Me.."Sveta would you like to be a princess?"
Sveta..."No Mommy...BUZZ!!"
Mine? All mine???
Baby House 19 Reunion! We are beyond thankful to have the Enskat family living so close to us, a continual support. This fall we were overjoyed to meet two more families from baby house 19...!!! We cant wait to see them again! Love Love our baby house 19 families. Nothing like bonding over a shared background. God is Good. So good..to bring us together and keep us in touch with one another.
She is Home.
Thriving.
Home.
Never letting go......
Sometime in September us crazy baby house 19 mama's decided to send Christmas to Nikolaev. I only wish my crying jag to Michelle asking if she thought she could help send Christmas to the ones left behind would have started in maybe....August...
We had limited time but you guys came out in full force and we were OVERWHELMED by boxes and blessings.
WOW.
We were able to send two orphanages gifts!
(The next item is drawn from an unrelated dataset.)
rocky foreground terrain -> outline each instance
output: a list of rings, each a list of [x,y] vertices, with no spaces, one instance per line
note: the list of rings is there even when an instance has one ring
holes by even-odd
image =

And your generosity helped with all the shipping.
We would like to be a bit more organized (and not me crying, all emotional while in car line, calling Michelle asking what can we do at last minute??)
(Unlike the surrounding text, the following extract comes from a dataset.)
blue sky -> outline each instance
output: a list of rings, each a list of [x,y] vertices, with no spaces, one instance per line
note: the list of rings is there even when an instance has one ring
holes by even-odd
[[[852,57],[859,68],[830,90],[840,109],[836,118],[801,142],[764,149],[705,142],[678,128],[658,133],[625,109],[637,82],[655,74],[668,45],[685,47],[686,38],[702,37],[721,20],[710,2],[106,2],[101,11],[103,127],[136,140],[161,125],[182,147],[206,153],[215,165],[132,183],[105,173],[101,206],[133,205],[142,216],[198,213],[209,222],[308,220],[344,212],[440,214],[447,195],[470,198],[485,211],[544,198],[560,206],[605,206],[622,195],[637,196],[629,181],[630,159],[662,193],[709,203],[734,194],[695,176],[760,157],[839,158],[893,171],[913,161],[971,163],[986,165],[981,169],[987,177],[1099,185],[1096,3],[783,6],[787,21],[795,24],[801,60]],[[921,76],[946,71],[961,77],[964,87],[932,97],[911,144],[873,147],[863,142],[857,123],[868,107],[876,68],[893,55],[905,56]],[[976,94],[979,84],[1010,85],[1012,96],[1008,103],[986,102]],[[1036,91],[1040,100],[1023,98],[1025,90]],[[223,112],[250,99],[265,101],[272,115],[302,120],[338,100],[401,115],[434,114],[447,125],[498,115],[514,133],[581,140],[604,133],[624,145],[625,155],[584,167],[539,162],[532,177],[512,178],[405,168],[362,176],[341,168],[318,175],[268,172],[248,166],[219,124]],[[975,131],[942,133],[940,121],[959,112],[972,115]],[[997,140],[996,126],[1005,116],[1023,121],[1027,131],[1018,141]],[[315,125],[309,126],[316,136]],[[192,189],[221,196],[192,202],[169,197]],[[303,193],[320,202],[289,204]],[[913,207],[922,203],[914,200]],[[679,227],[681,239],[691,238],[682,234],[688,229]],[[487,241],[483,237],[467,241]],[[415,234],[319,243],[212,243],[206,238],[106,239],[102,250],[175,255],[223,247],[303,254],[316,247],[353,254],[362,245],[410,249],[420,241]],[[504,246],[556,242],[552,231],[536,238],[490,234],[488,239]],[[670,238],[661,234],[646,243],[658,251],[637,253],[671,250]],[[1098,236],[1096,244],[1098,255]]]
Next year, we will be better organized and we are working on growing our non profit Circle of Hope to umbrella adoption and orphan care.
WOW!
The Lord provides all we need and continues to rain down blessings.
Oh how he loves.
To end...
"Every good and perfect gift is from above" James 1:17
Sveta is Home.
Sveta Josie is home.
Tucked into bed. Loved. Wrapped up in adoration.
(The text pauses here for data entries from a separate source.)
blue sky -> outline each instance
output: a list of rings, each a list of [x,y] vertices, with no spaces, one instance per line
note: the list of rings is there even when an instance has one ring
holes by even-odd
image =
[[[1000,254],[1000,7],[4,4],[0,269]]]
Thank you Lord for reminding us to remain STEADFAST in your command to us.
It's all about You.
You created our family and to you we give praise.
5 comments:
Love. All of it. I'm overjoyed that sweet Sveta is home with you. I prayed for that little girl, we loved her so much and getting to see her again on this side of the world... there are no words!
YAY! So happy to see an update. Love seeing sweet Sveta in your arms, loving, growing and living life to the fullest. Be blessed this Christmas season.
~Amy
I love all the pictures and I am so happy for you guys and how well everything is going!! She looks so happy!! What a smile!! I also saw on RR that Bridgett has a family that committed to her!!! I was so happy when I saw that because she disappeared from RR website. I wasn't sure why and thought maybe she was transferred and couldn't be adopted any longer so I was jumping for joy when I saw her on the rescue page!! Hope you guys have a Merry Christmas!!!!
What a great post! It made me cry.
I'm so happy to meet you through Project HOPEFUL, and your posts make me cry! We do a similar Christmas project with "our" children's center, and it's so cool to hear about what you've been doing. Your daughter is beautiful. A beautiful gift from Jesus. I'm so happy to see your love for Him in action and read your sweet words about what He's done in your life and family and ministry. Be blessed! Thank you for being an encouragement to me today.